City Manager George Lahanas said there is significant concern over state shared revenue and areas were the city is receiving less, particularly in the parks and recreation and parking departments.
As these challenges are being considered, Lahanas said they have been looking internally to control costs by prioritizing capital projects and reducing staff.
In doing so, Lahanas proposed participation in the Michigan Work Share program, which would give the city an opportunity to retain employees with a reduction of hours to save on staff costs and to continue service.
For June and July, he said, there would be a reduction in staff and some outward facing departments would have a modest reduction in hours with City Hall open up to four days a week. Building staff would likewise be on reduced schedules, providing for greater social distancing and allowing for staff available to backfill positions in case of an exposure to the virus in the workplace.
Employers can file applications for the state program online on behalf of the employees.
Employees would collect partial unemployment benefits to make up for a portion of the lost wages as well as additional federal funding through the coronavirus relief bill. All benefits would remain intact provided by the employer.
“You have to act early," Lahanas said. "The longer you wait, the longer you delay, the worse (of a) situation you get and then the more drastic action you have to take to solve problems. So, taking this action early on … I think it’s a responsible thing to do."
Prior to COVID-19, the proposed parking funds budget was projected at $5,146,085. The Parking Task Force supported a grace period increase from 5 to 15 minutes.
Planning, Building and Development Director Thomas Fehrenbach said new concerns have been raised with limited revenue coming in while gated facilities are closed.
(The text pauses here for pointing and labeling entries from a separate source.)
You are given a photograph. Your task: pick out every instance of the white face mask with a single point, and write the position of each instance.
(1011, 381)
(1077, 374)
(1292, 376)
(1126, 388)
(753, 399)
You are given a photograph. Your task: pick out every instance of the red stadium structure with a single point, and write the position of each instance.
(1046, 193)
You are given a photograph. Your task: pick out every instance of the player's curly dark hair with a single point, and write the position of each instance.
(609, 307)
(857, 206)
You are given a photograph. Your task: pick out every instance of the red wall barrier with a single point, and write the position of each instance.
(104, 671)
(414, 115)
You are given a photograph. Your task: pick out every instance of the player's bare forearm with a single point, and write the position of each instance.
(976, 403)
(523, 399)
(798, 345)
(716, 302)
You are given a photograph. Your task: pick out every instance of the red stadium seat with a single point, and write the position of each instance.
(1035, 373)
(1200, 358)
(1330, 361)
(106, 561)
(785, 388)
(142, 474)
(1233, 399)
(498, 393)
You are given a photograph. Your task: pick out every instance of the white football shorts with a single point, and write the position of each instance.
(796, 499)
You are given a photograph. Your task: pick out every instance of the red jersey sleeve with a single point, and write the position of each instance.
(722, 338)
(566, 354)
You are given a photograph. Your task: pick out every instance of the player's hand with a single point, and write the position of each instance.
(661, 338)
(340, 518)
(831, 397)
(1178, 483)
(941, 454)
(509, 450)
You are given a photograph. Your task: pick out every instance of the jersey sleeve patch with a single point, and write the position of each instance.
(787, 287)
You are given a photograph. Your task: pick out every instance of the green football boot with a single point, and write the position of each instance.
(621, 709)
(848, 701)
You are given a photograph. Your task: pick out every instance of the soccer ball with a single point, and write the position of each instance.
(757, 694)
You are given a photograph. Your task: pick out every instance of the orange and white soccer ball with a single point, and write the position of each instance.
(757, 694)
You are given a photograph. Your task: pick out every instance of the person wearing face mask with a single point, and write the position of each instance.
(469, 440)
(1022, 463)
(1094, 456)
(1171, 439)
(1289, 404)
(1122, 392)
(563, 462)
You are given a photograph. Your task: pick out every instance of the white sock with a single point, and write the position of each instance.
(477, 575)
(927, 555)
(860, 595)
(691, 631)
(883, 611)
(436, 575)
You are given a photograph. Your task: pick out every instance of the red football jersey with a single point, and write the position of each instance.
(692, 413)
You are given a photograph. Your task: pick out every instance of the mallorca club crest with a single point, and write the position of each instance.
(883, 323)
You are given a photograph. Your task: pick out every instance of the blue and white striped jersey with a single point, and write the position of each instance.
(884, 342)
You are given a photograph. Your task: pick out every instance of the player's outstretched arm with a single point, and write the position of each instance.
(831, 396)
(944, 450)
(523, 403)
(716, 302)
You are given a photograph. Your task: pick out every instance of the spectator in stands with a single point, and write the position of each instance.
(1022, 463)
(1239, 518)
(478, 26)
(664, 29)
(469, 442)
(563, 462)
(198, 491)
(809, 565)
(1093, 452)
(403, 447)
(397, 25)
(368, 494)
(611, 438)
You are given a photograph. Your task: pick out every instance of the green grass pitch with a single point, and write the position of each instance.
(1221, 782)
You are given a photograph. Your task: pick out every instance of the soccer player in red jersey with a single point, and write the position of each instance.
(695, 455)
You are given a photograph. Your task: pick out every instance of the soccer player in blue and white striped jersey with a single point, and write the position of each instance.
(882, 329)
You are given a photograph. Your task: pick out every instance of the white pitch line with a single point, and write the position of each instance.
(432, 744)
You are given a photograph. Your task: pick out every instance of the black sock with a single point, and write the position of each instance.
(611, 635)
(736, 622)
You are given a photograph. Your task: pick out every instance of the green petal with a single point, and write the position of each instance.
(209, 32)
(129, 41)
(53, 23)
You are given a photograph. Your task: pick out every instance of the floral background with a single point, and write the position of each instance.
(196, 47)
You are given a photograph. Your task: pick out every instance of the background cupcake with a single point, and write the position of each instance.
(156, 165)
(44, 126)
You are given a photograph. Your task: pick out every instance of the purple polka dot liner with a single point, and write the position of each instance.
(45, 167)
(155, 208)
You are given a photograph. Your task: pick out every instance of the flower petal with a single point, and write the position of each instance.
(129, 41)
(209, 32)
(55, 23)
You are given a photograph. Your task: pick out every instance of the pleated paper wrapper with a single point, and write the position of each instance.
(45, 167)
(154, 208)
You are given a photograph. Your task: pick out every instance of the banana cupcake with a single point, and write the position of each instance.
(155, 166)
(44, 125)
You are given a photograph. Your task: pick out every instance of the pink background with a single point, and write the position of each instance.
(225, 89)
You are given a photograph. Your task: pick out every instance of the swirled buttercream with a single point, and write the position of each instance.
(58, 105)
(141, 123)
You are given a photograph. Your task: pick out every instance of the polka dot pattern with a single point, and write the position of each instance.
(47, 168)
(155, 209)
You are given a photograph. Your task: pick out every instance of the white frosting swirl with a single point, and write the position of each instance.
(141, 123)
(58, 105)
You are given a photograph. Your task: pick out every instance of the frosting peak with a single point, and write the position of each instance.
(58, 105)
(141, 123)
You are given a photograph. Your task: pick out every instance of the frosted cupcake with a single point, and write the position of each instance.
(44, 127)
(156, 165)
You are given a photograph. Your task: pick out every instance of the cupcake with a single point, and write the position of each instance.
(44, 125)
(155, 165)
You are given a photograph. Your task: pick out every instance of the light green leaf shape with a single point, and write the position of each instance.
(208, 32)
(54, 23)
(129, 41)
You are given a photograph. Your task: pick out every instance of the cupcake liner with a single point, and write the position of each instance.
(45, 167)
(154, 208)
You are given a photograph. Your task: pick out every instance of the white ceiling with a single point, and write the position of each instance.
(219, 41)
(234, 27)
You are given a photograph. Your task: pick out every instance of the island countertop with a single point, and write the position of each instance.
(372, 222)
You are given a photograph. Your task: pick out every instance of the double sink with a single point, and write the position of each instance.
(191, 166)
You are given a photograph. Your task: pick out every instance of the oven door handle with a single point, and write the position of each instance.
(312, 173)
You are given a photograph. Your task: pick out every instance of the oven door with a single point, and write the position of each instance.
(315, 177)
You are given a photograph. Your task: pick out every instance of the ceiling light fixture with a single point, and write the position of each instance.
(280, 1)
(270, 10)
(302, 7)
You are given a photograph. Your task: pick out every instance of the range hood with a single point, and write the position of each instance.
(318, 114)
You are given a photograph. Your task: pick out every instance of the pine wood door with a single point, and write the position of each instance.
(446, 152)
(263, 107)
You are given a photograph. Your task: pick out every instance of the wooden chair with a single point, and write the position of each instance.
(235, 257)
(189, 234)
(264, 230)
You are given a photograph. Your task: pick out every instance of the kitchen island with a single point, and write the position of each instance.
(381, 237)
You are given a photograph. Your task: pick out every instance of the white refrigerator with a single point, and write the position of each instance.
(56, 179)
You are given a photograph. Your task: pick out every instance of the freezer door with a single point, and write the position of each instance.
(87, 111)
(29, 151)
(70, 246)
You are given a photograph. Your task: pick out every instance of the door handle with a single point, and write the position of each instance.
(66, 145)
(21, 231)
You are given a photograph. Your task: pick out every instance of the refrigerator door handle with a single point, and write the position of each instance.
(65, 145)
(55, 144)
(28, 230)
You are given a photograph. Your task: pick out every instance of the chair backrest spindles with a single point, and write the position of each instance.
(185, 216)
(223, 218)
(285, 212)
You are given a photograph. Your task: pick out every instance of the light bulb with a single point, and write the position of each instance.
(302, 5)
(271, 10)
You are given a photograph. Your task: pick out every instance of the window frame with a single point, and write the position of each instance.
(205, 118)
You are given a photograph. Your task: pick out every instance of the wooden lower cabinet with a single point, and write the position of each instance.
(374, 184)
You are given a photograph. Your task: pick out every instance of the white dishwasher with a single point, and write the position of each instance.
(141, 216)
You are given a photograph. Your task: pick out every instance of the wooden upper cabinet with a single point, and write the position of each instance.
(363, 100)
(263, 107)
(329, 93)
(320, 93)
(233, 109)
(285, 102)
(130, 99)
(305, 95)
With many students back at their permanent residences, resulting in a low demand for monthly permits and continued structural costs, he said there is a significant monthly revenue loss and an uncertain end.
Initial considerations for the COVID-19 response include deferring capital projects, parking master plan updates, back-office software integrations and reconsidering agreements with the university.
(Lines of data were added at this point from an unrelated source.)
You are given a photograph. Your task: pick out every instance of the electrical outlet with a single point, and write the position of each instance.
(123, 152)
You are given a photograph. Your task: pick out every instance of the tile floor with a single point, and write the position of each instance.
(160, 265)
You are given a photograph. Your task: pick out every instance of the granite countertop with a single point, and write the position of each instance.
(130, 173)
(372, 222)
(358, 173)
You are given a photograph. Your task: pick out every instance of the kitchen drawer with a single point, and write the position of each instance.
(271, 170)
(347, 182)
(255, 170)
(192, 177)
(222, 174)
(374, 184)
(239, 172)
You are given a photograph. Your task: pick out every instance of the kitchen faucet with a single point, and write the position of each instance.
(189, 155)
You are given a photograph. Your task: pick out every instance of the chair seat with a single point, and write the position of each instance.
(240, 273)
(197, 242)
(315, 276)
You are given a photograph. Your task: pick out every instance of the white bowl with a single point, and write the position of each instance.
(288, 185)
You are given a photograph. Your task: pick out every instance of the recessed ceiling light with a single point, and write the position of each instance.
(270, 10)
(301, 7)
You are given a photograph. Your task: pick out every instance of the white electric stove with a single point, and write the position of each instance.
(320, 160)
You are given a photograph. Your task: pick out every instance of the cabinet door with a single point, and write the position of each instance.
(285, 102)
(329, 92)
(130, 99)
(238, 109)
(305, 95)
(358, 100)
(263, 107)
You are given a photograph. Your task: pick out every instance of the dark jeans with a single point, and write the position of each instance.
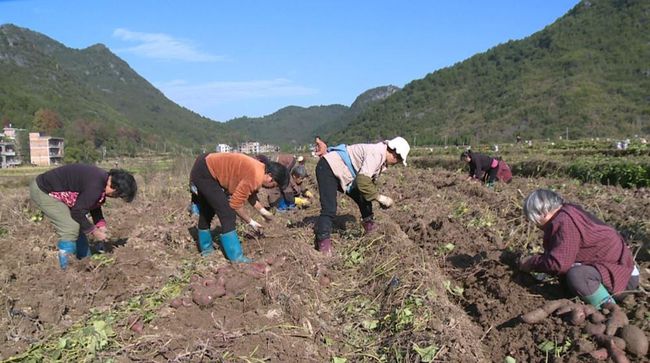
(211, 198)
(328, 185)
(584, 280)
(491, 175)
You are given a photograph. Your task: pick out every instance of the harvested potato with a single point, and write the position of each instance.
(577, 316)
(542, 313)
(594, 329)
(597, 317)
(534, 316)
(176, 303)
(617, 319)
(600, 354)
(635, 339)
(202, 297)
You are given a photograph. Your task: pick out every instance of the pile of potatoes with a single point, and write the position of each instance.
(609, 327)
(226, 280)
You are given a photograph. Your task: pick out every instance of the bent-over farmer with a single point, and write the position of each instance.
(592, 256)
(223, 183)
(67, 193)
(353, 170)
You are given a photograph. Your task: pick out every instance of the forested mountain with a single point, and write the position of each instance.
(97, 98)
(587, 74)
(288, 126)
(298, 125)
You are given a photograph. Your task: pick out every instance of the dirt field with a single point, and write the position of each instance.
(436, 282)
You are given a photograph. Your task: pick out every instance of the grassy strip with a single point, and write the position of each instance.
(86, 339)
East Lansing Mayor Ruth Beier said she would support keeping parking free for longer to stimulate downtown businesses.
“We don’t want people to have to worry about parking at least as we’re trying to get the restaurants and businesses open again,” Beier said.
According to Lahanas, there have been discussions to maintain free parking through the month of June, though Council member Jessy Gregg said she does not see that being long enough.
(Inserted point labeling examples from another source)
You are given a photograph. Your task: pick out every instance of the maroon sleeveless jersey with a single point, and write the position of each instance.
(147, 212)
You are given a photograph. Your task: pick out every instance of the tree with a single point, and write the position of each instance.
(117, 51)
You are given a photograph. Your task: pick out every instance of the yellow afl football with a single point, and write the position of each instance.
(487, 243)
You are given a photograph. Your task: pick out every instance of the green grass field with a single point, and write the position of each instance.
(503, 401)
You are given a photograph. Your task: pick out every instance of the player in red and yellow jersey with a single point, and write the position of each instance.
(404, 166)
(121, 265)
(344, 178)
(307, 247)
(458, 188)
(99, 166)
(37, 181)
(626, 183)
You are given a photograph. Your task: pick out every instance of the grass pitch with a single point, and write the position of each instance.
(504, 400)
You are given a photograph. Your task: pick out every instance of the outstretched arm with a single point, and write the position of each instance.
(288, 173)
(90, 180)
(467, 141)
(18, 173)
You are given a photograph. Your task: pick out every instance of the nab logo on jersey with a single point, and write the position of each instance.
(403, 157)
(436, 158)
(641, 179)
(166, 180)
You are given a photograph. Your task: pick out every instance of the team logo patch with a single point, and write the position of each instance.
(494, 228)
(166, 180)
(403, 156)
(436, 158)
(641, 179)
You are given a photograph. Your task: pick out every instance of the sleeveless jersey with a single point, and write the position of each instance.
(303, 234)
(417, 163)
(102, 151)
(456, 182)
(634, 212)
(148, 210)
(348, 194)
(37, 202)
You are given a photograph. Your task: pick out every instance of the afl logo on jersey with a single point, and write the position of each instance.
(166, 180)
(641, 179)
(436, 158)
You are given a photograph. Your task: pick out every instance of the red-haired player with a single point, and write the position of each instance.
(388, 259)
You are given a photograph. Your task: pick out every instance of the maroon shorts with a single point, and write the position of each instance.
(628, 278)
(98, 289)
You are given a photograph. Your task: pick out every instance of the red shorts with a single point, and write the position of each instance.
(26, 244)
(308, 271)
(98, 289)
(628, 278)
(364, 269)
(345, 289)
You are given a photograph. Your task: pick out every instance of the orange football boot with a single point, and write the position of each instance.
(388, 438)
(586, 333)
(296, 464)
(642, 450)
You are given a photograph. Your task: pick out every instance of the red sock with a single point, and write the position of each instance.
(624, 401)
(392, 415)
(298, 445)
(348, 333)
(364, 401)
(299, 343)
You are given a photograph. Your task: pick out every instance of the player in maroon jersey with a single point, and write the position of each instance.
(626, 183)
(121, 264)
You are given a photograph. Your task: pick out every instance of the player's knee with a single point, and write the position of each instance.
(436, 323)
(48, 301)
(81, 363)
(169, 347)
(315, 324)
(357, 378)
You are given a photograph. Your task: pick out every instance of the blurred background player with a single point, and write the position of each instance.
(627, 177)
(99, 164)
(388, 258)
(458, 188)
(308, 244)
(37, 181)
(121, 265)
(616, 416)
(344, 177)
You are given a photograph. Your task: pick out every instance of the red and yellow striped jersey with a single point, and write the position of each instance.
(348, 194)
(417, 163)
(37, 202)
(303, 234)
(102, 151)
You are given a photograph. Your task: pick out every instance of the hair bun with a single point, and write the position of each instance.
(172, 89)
“I am currently operating downtown and even with the gates up on the parking garage, my customers are still complaining about parking … There is just a general resistance and resentment towards the parking structures and especially during this recovery period we have got to remove that barrier to business,” Gregg said. “I’ve got a front row seat for just how bad it is downtown, and it’s pretty bad.”
Last summer, the city piloted free, 30-minute parking in July aimed at stimulating downtown businesses near construction projects.
Director of Public Works Scott House said major impacts from COVID-19 include delays on the non-motorized plan due to a lack of participants for input and expected decreases in road funding, or Act 51 revenues with fewer people driving.
The solid waste fund, including curbside pick-up of trash and recycling, House said, has faced closures, cancellation of services and delays. Among these, the drop-off center for recycling has been closed to reduce staff demand.
Construction and the opening of the Lansing Material Recovery Facility has been delayed and the planned Recycle East Lansing event has been canceled.
A 4.7% rate increase equating to about $1.69 per month in the water fund is projected for the 2021 budget. A reduced population in the city has likewise led to revenue decreases.
Due to COVID-19, the city has discontinued water turn-offs and limited activity that would disrupt water supply to homes and/or require entry.
Also at the meeting, council members discussed the consideration of expanded outdoor seating and the potential sale and possession of alcohol. As written, the plan calls for concrete tables creating a dining area with tables spaced at a distance.
Although the actual service of alcohol in the area will take additional research and consideration, Fehrenbach said allowing the consumption of packaged alcohol purchased from local restaurants may be determined by the City Council.
Ordinance language would currently allow alcohol within the barricaded area if purchased from a restaurant near the open-air dining area with a food order.
This raised concern among some council members as issues may arise in attempting to police such actions.
Councilmember Lisa Babcock said under the Sobriety Court program, participants are not allowed in places where alcohol is served without prior permission of the judge, so this presents the risk of restricting these individuals indefinitely from the expanded dining areas.
“The idea is to support people purchasing food and alcohol from the restaurants … We’re trying to ease people into the idea of getting back to the restaurants and supporting the restaurants,” Lahanas said.